Re: How many vowel lengths are there

From: Ruud Harmsen (realemailseesite01_at_rudhar.com)
Date: 09/14/04


Date: Tue, 14 Sep 2004 09:33:34 +0200

13 Sep 2004 23:40:53 -0700: ranjit_mathews@yahoo.com (M. Ranjit
Mathews): in sci.lang:

>A Hungarian who lived in France for a time said that he wouldn't spell
>the French name Thoma with a long o. I was surprised by this because
>in Malayalam, Thoma is spelt with a long o and the French
>pronunciation sounds to me quite close to the Malayalam [t[OmA] spelt
>with 2 long vowels <O> and <A>.
>
>How many vowel lengths are there in common use, according to
>phoneticians?

Inifinitely many, to a phonetician. To a phonologist, the number is
much more limited. E.g. one in French (or zero, which is the same
thing in this sense, i.e. vowel length is not relevant), two in
Hungarian.

>How many of these vowel lengths are considered short and
>how many are considered long?

Depends on what role it plays in a given (variant of a) language.

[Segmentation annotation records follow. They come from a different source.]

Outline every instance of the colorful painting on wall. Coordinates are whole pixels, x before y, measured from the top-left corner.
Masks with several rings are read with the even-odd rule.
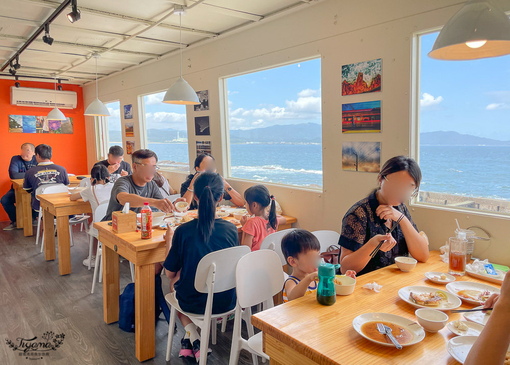
[[[366,61],[342,66],[342,95],[381,91],[382,59]]]
[[[342,105],[342,133],[380,133],[381,101]]]

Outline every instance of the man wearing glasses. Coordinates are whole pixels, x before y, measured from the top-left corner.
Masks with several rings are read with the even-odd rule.
[[[152,181],[159,168],[156,166],[158,156],[149,149],[139,149],[131,155],[133,174],[119,177],[115,181],[110,198],[108,210],[103,221],[112,219],[112,213],[121,211],[126,203],[130,210],[140,213],[143,203],[165,213],[174,210],[173,204],[168,199],[163,199],[156,183]],[[176,201],[185,201],[182,198]]]

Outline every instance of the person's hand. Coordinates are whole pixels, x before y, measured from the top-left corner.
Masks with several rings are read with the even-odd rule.
[[[379,205],[375,210],[375,214],[381,219],[391,219],[394,222],[398,220],[402,213],[391,205]],[[402,218],[403,219],[403,218]]]

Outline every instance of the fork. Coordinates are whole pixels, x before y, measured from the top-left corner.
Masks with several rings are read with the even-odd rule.
[[[377,330],[379,331],[379,333],[381,334],[387,335],[388,336],[390,337],[390,340],[391,340],[391,342],[393,343],[393,345],[395,345],[395,347],[399,350],[402,350],[402,346],[398,343],[398,342],[397,341],[395,337],[393,336],[393,335],[391,334],[391,328],[389,327],[388,326],[385,326],[382,323],[377,323]]]

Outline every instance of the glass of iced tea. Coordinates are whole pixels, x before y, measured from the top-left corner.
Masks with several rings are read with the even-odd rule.
[[[465,238],[450,238],[450,255],[448,273],[457,276],[466,275],[466,256],[468,253],[468,240]]]

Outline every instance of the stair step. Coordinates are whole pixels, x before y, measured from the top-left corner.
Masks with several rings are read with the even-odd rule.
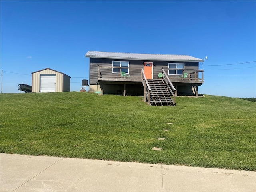
[[[150,104],[154,106],[175,106],[172,96],[162,79],[148,80],[151,89]]]

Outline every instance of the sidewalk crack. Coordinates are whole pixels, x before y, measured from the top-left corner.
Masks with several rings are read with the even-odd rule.
[[[39,174],[40,174],[41,173],[42,173],[42,172],[45,171],[46,169],[48,169],[48,168],[50,168],[50,167],[51,167],[53,165],[54,165],[54,164],[58,163],[59,161],[60,161],[60,160],[62,160],[62,159],[63,159],[64,158],[62,157],[61,159],[60,159],[60,160],[58,160],[58,161],[57,161],[56,162],[55,162],[55,163],[54,163],[54,164],[51,164],[51,165],[50,165],[50,166],[49,166],[48,167],[46,168],[45,169],[44,169],[44,170],[43,170],[41,172],[40,172],[40,173],[39,173],[38,174],[37,174],[36,175],[35,175],[34,177],[32,177],[31,178],[30,178],[30,179],[29,179],[29,180],[27,180],[27,181],[26,181],[26,182],[25,182],[24,183],[23,183],[22,185],[19,186],[18,187],[17,187],[17,188],[16,188],[15,189],[14,189],[14,190],[13,190],[12,191],[12,192],[14,192],[15,190],[16,190],[16,189],[18,189],[19,188],[20,188],[20,187],[21,187],[23,185],[24,185],[24,184],[25,184],[26,183],[27,183],[29,181],[30,181],[30,180],[31,180],[32,179],[34,178],[35,177],[36,177],[36,176],[37,176]]]

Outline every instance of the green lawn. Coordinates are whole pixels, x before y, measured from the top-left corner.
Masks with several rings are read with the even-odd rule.
[[[141,97],[87,92],[0,96],[1,152],[256,170],[255,102],[206,96],[155,107]]]

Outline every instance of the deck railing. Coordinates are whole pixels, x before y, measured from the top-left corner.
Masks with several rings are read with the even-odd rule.
[[[177,91],[176,89],[175,89],[172,83],[172,82],[168,77],[168,76],[166,74],[164,69],[162,69],[162,71],[163,79],[167,86],[169,91],[172,94],[172,95],[173,96],[173,102],[174,103],[175,103],[175,96],[176,95],[176,92]]]
[[[169,78],[171,79],[184,80],[184,81],[204,81],[204,70],[195,70],[194,71],[188,73],[188,76],[186,78],[182,77],[182,76],[184,76],[184,72],[186,72],[186,70],[184,69],[182,70],[183,70],[182,75],[174,76],[172,76],[169,75]],[[191,70],[190,70],[190,71]]]
[[[145,73],[144,73],[143,69],[141,69],[141,76],[142,80],[142,84],[143,85],[143,87],[144,87],[144,99],[145,102],[146,100],[146,101],[148,101],[148,104],[150,105],[151,89],[149,86],[147,78],[146,77]]]
[[[119,72],[112,73],[112,70],[113,68],[119,69]],[[102,74],[100,71],[100,69],[109,69],[111,70],[109,74]],[[98,78],[139,78],[140,79],[141,77],[139,76],[134,76],[131,74],[127,73],[127,76],[124,76],[121,75],[121,69],[136,69],[137,70],[138,69],[142,69],[141,67],[112,67],[109,66],[98,66]]]

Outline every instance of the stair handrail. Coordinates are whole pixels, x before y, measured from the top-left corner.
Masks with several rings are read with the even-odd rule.
[[[168,76],[166,74],[166,73],[165,72],[165,71],[164,70],[164,69],[162,69],[162,73],[164,75],[162,75],[163,79],[165,82],[166,85],[167,86],[167,87],[168,87],[168,89],[171,92],[172,96],[173,96],[173,102],[174,103],[175,103],[175,96],[176,95],[176,92],[177,90],[175,88],[172,83],[171,80],[169,78]]]
[[[150,92],[151,91],[151,89],[150,88],[150,86],[149,86],[149,84],[148,82],[147,78],[146,77],[146,75],[145,75],[145,73],[144,73],[143,69],[142,69],[142,68],[141,69],[141,76],[142,80],[142,84],[143,85],[143,87],[144,87],[144,99],[146,101],[146,97],[147,100],[148,100],[148,103],[149,105],[150,105]],[[147,92],[148,93],[147,94]]]

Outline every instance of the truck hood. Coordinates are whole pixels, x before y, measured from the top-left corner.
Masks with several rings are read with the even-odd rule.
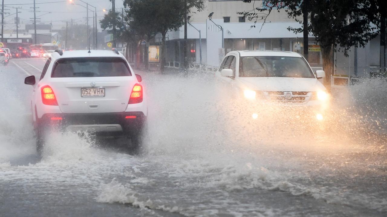
[[[252,90],[313,92],[326,90],[316,78],[265,77],[238,79],[246,88]]]

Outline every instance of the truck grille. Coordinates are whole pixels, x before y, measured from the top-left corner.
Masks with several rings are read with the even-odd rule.
[[[269,97],[271,100],[282,103],[306,103],[310,100],[312,92],[296,91],[269,91]]]

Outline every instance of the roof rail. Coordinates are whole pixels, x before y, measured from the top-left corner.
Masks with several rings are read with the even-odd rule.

When comparing languages, it start getting difficult. A Hungarian long
vowel is longer than a Hungarian short vowel (and sometimes it also
has a different timbre, in the case of a/á and e/é).
A Malayalam long vowel I suppose is longer than a Malayalam short
vowel. And yet it is quite possible that a French vowel (of
indifferent length, to French speakers) is perceived as long by a
Malayalam speaker, and as short by a Hungarian speaker.
At the same time, perhaps a Hungarian speaker may perceive the length
of Malayalam vowels corrrectly. Or maybe they do not.

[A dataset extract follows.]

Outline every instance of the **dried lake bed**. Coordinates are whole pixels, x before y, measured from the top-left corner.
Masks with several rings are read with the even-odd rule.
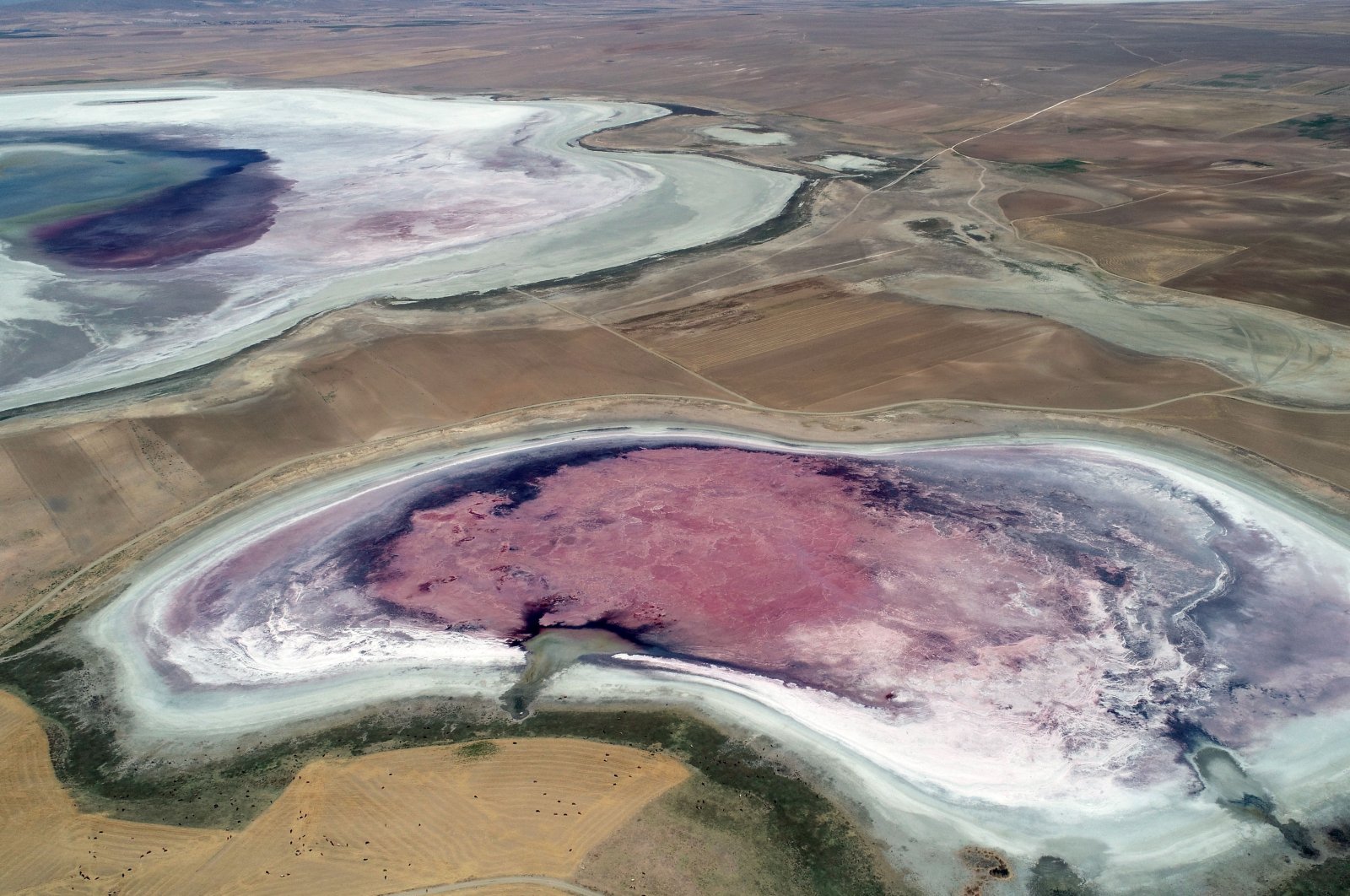
[[[1235,467],[1106,439],[633,425],[277,494],[58,638],[104,657],[131,757],[500,700],[536,638],[575,638],[597,656],[531,696],[767,737],[926,889],[975,846],[1103,892],[1262,892],[1342,808],[1347,538]]]
[[[578,144],[664,113],[308,88],[0,97],[0,410],[181,372],[369,298],[713,243],[801,186]]]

Perhaps Malayalam is one of those languages that sound incredibly fast
to my ears? (I don't know if I ever heard it, but I may have heard
related languages). Perhaps is has short vowels and supershort vowels?
Hungarian sounds relatively slow to me. That may explain the
phenomenon.

I once had a theory that languages with few phonemes need to be spoken
faster than languages with many, in order to obtain the same
information density: in a language with few phonemes each of them is
more predictable, so its actual occurrence carries fewer bits of
information. But practical example don't support this: English,
Hungarian and Portuguese have roughly the same number of phonemes, but
only Portuguese sounds fast. Spanish has far fewer phonemes than
Portuguese, but both sound very fast.